ELT stands for Extract-Load-Transform. Unlike traditional ETL, ELT extracts and loads the data into the target first, where it runs transformations, often using proprietary scripting. The target is most commonly a data lake, or big data store, such as Teradata, Spark, or Hadoop.
ELT workflow
| Extract |
Load |
Transform |
| Raw data is read and collected from various sources, including message queues, databases, flat files, spreadsheets, data streams, and event streams. |
The extracted data is loaded into a data store, whether it is a data lake or warehouse, or non-relational database. |
Data transformations are performed in the data lake or warehouse, primarily using scripts. |

Pros
ELT has several advantages over ETL, such as:
- Fast extraction and loading: Data is delivered into the target system immediately, with very little processing in-flight.

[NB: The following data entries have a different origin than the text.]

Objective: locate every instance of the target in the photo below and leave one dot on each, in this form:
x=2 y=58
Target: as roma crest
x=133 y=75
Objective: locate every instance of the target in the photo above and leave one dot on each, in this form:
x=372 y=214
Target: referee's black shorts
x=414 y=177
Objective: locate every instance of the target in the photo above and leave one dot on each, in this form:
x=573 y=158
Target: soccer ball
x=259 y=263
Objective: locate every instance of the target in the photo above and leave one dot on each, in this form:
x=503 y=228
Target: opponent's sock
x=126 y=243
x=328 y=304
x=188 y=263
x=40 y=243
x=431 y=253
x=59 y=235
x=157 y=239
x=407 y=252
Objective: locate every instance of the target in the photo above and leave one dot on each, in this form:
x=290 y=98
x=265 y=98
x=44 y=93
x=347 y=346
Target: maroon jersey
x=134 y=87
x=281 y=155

- Lower upfront development costs: ELT tools are good at moving source data into target systems with minimal user intervention, since user-defined transformations are not required.
- Low maintenance: ELT was designed for use in the cloud, so things like schema changes can be fully automated.

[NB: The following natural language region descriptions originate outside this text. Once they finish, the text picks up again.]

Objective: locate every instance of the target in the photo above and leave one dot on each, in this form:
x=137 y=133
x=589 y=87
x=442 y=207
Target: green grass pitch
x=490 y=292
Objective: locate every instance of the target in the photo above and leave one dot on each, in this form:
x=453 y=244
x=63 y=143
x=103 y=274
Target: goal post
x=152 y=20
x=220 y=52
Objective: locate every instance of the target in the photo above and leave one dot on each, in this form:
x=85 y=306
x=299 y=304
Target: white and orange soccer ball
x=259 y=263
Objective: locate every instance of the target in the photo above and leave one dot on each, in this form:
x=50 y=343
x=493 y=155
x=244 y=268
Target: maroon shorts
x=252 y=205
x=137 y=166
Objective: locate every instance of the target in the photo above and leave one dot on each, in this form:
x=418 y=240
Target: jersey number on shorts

- Greater flexibility: Data analysts no longer have to determine what insights and data types they need in advance, but can perform transformations on the data as needed in the data warehouse or lake.

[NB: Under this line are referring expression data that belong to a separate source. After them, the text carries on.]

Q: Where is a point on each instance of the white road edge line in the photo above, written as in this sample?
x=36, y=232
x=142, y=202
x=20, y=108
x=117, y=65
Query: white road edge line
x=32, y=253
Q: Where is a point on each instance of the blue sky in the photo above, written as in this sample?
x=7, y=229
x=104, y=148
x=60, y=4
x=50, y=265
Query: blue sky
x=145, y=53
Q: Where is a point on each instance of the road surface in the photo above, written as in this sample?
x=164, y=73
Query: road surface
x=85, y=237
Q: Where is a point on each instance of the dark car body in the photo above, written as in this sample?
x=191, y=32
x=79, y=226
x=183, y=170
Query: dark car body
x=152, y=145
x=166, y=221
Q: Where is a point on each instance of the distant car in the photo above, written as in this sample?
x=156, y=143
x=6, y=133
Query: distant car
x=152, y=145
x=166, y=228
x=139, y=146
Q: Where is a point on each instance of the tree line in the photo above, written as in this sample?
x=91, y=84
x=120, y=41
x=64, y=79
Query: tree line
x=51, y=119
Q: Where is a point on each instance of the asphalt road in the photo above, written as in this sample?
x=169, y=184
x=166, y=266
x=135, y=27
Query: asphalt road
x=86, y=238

- Greater trust: All the data, in its raw format, is available for exploration and analysis. No data is lost, or mis-transformed along the way.
While the ability to transform data in the data store answers ELT’s volume and scale limitations, it does not address the issue of data transformation, which can be very costly and time-consuming. Data scientists, who are high-value company resources, need to match, clean, and transform the data – accounting for 40% of their time – before even getting into any analytics.
Cons
ELT is not without its challenges:
- Costly and time consuming: Data scientists need to match, clean, and transform the data before applying analytics.
- Compliance risks: ELT tools don’t have built-in support for data anonymization (while ensuring referential integrity) and data governance, thereby introducing data privacy risks.
- Data migration costs and risks: The movement of massive amounts of data, from on-premise to cloud environments, consumes high network bandwidth.
- Big store requirement: ELT tools require a modern data staging technology, such as a data lake, where the data is loaded. Data teams then transform the data into a data warehouse where it can be sliced and diced for reporting and analysis.
- Limited connectivity: ELT tools lacks connectors to legacy and on-premise systems, although this is becoming less of an issue as ELT products mature, and legacy systems are retired.